Mohammed Hanif Khan, 43, was told he must spend at least eight years in jail after being found guilty by a jury at Nottingham Crown Court of sexual activity with a child, as well as the two counts of rape.
The charges relate to two boys who attended the mosque in Capper Street, Stoke-on-Trent, where he was imam, in 2009.
Khan, of Owler Lane, Sheffield, who appeared in court wearing a black suit, blue shirt and yellow tie, was sentenced by Mrs Justice Dobbs following a three-week trial.
Mrs Justice Dobbs told Khan, who sat with his hands in his lap and his eyes cast downwards as she outlined her reasons for imposing the sentence, that he had blatantly abused the trust bestowed on him by the community as imam of the mosque.
In front of a public gallery packed on one side with Khan's supporters and on the other with the victims' family members, she said: "A more serious breach of trust can't be imagined. You were the imam and not only were you the boys' teacher you were the boys' guide.

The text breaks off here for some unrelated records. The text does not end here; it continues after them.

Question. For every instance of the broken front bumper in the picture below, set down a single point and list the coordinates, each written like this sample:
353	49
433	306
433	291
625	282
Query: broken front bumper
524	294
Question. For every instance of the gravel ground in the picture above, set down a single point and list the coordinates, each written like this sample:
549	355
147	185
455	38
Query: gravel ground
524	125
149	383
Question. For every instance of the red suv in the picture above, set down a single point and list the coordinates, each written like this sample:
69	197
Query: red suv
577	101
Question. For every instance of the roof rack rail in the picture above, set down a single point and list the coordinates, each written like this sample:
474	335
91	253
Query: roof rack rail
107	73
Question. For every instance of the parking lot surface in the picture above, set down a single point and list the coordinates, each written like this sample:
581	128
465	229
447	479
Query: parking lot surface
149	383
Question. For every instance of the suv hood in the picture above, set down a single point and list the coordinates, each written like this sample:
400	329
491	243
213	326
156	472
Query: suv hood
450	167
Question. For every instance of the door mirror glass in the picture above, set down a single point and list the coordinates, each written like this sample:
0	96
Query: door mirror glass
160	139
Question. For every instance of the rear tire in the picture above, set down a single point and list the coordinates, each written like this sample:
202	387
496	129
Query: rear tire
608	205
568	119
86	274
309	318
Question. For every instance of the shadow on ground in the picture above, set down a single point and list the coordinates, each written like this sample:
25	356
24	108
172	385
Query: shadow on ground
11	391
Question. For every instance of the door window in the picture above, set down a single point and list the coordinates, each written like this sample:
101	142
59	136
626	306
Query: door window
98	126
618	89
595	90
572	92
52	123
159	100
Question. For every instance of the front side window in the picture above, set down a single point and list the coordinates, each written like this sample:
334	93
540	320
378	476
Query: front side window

"You were taken into the hearts of the community and treated like a god. One of the boys described you as being so big you were like the queen."
For the two rape charges, she sentenced Khan to a determinate period of 16 years in prison, to serve a minimum of eight years before he could even apply to be freed, and to 12 months to run concurrently for the charge of sexual activity with a child. She also told him he would be on the sex offenders' register for life and was subject to a sex offenders' protection order.
Mrs Justice Dobbs also referred to Khan's employment prior to his post as imam at the Capper Street mosque, which was as the UK's first full-time Islamic minister at Dovegate Prison, near Uttoexeter.
She said he had resigned from this post after allegations emerged that he sexually harassed three female members of staff. This was not raised in front of the jury during the trial but was "significant" at sentencing, she said, because it served to show Khan was a serious risk to the public.